Tiga dekade setelah dirilis pada 20 Oktober 1995, “Dilwale Dulhania Le Jayenge” karya Aditya Chopra terus menjadi movie romantis paling dicintai di India, dengan bintangnya Shah Rukh Khan dan Kajol merefleksikan dampak budaya hit bersejarah yang belum pernah terjadi sebelumnya.
Produksi Yash Raj Films menceritakan kisah Raj dan Simran, dua pemuda India Inggris yang jatuh cinta selama liburan Eropa, hanya untuk menghadapi tantangan untuk memenangkan hati ayah tradisional Simran. Film ini menjadi fenomena budaya, terutama memegang rekor penayangan teater terlama di bioskop Maratha Mandir di Mumbai, yang terus diputar hingga hari ini.
Penggambaran Khan dan Kajol sebagai pasangan ikonik telah menjadi salah satu representasi sinematik cinta yang pasti di sinema India, mempertahankan standing mereka sebagai batu ujian budaya pop bagi masyarakat Asia Selatan di seluruh dunia.
” Rasanya belum 30 tahun sejak ‘Dilwale Dulhania Le Jayenge’ dirilis,” kata Khan. “Saya benar-benar berterima kasih atas semua cinta yang saya terima dari orang-orang di seluruh dunia karena memerankan Raj. Tidak ada yang bisa meramalkan bagaimana movie ini akan tertanam di hati orang-orang di seluruh dunia.”
Aktor tersebut mencatat dampak nyata movie tersebut terhadap penonton: “Begitu banyak pasangan yang bertemu dengan saya dan mengatakan bahwa kami menikah atau jatuh cinta setelah menonton film ini. Saya juga merasa bahwa movie ini memberikan dampak yang membahagiakan pada budaya pop India dan Asia Selatan.”
Khan memuji kesuksesan ini karena “kemurnian hati kita semua dalam pembuatan movie ini, kejelasan yang dimiliki Adi tentang ‘DDLJ’ dan terutama karena berkah dari Yash ji (pembuat film legendaris Yash Chopra, ayah Aditya dan pendiri Yash Raj Films).”.

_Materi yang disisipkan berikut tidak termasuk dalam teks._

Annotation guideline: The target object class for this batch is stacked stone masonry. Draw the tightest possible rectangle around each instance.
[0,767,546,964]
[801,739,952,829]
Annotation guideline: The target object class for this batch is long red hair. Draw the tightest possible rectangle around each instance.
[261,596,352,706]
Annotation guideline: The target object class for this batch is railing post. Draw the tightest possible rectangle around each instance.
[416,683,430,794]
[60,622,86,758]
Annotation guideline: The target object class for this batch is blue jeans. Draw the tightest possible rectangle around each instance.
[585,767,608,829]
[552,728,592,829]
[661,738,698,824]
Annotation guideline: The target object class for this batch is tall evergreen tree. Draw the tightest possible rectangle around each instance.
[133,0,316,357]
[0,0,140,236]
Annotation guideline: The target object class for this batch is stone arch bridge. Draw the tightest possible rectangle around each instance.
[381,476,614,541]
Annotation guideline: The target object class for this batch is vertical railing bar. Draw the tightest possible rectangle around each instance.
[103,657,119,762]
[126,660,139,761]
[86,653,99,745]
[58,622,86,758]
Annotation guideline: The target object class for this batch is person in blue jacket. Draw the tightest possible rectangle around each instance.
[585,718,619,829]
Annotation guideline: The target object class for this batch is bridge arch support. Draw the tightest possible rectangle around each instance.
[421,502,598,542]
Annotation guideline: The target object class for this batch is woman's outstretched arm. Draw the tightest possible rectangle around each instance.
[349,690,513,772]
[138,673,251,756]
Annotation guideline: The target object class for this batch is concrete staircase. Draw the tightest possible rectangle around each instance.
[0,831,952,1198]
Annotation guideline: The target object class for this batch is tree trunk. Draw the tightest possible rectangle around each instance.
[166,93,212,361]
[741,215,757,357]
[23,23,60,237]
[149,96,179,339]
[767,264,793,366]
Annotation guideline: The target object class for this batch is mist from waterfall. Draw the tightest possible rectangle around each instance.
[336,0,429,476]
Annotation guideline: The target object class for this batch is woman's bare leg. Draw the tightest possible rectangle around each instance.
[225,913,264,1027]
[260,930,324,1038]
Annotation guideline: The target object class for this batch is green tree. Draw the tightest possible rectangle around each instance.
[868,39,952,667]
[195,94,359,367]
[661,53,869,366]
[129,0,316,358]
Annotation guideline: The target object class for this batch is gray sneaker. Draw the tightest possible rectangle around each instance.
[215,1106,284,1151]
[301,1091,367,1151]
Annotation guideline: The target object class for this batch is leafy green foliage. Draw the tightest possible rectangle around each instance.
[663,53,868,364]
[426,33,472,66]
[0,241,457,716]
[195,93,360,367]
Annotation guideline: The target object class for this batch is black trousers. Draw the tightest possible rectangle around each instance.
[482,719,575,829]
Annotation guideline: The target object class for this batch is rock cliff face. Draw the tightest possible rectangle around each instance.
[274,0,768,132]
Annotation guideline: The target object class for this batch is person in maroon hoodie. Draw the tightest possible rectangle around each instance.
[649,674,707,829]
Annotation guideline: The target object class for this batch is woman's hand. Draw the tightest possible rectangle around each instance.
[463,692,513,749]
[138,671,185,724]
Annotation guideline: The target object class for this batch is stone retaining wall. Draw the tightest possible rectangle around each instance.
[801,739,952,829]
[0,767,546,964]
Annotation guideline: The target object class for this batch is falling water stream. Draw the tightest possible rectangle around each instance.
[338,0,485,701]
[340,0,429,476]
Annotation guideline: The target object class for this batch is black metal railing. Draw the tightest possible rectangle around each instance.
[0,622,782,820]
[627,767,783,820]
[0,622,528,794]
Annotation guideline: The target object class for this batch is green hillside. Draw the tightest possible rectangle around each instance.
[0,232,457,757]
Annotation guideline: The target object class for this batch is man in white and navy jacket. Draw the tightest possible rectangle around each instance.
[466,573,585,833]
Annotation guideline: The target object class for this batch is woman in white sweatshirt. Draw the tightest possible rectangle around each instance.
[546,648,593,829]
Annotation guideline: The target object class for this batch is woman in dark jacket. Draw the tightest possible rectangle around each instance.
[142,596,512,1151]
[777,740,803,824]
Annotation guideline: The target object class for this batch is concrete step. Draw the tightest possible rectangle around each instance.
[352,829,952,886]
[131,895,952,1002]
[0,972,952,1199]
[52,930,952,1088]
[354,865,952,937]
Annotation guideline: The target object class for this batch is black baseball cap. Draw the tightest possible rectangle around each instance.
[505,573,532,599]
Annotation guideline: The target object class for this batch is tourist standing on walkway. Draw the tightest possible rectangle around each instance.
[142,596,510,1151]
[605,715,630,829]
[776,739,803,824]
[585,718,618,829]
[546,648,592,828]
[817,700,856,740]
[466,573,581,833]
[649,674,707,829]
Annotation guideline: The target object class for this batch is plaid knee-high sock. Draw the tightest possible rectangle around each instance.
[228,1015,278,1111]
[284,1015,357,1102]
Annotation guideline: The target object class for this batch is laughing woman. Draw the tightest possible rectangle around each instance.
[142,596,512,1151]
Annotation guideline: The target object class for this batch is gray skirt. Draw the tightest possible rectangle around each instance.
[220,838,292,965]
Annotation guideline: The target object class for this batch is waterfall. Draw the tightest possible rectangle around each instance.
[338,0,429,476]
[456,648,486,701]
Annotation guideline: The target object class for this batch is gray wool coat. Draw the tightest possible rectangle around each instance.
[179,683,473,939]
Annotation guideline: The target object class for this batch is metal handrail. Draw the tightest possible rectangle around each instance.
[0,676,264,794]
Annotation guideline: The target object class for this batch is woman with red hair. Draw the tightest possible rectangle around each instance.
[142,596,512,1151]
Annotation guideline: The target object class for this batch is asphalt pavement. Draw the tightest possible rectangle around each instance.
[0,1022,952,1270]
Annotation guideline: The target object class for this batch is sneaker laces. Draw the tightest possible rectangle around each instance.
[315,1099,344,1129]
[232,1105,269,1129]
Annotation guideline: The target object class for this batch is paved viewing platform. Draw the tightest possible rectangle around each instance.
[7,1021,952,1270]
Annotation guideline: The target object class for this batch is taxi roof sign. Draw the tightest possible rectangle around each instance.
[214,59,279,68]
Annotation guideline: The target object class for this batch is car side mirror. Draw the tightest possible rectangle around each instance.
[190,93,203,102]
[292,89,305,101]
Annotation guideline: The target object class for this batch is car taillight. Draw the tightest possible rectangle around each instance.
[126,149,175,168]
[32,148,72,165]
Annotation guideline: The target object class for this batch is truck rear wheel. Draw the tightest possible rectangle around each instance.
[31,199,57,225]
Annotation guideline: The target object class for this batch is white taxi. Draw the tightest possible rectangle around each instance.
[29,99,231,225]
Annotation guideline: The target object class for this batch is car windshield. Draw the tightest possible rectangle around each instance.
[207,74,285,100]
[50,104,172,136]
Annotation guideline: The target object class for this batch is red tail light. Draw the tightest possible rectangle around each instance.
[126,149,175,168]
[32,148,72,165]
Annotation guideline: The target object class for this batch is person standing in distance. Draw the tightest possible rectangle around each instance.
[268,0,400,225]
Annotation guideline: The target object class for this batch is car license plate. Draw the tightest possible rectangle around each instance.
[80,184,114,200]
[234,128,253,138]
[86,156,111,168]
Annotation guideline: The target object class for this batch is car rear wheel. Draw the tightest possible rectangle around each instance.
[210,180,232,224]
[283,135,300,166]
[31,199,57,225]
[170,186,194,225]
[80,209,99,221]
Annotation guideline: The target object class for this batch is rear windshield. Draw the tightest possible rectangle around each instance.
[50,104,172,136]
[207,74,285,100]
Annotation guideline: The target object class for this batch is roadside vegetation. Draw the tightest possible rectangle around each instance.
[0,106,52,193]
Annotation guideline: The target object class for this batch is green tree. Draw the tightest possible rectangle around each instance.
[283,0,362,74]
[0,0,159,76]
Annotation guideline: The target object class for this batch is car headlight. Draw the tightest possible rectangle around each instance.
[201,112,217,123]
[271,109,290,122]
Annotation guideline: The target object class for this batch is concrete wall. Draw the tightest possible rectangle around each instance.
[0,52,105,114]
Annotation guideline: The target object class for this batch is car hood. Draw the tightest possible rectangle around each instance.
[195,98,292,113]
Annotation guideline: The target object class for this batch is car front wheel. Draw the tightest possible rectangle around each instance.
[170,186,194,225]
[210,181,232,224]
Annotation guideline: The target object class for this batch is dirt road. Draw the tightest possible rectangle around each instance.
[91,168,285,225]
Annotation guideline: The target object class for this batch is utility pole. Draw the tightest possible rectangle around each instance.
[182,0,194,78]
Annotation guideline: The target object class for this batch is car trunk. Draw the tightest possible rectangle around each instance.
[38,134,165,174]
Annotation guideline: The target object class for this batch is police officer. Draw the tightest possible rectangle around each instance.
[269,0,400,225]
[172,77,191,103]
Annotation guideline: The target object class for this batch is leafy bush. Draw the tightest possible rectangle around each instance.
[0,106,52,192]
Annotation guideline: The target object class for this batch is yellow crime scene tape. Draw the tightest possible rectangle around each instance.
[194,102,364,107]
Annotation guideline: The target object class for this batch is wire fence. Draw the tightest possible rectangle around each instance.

Kajol, yang merefleksikan peran ikoniknya sebagai Simran, menyebut pencapaian tersebut “tidak nyata,” dan menyatakan bahwa “film ini telah menjadi warisan dan pengalaman fond memories selama satu generasi.”
” Bagi saya, Simran adalah sebuah bab yang tidak akan pernah berakhir,” katanya. “Dia mewakili jutaan anak perempuan di seluruh negeri ini – anak perempuan yang ingin melakukan apa yang orang tua mereka katakan, yang membawa tradisi di satu tangan namun tetap menggapai kebebasan dengan tangan lainnya. Itu sebabnya dia masih bergema.”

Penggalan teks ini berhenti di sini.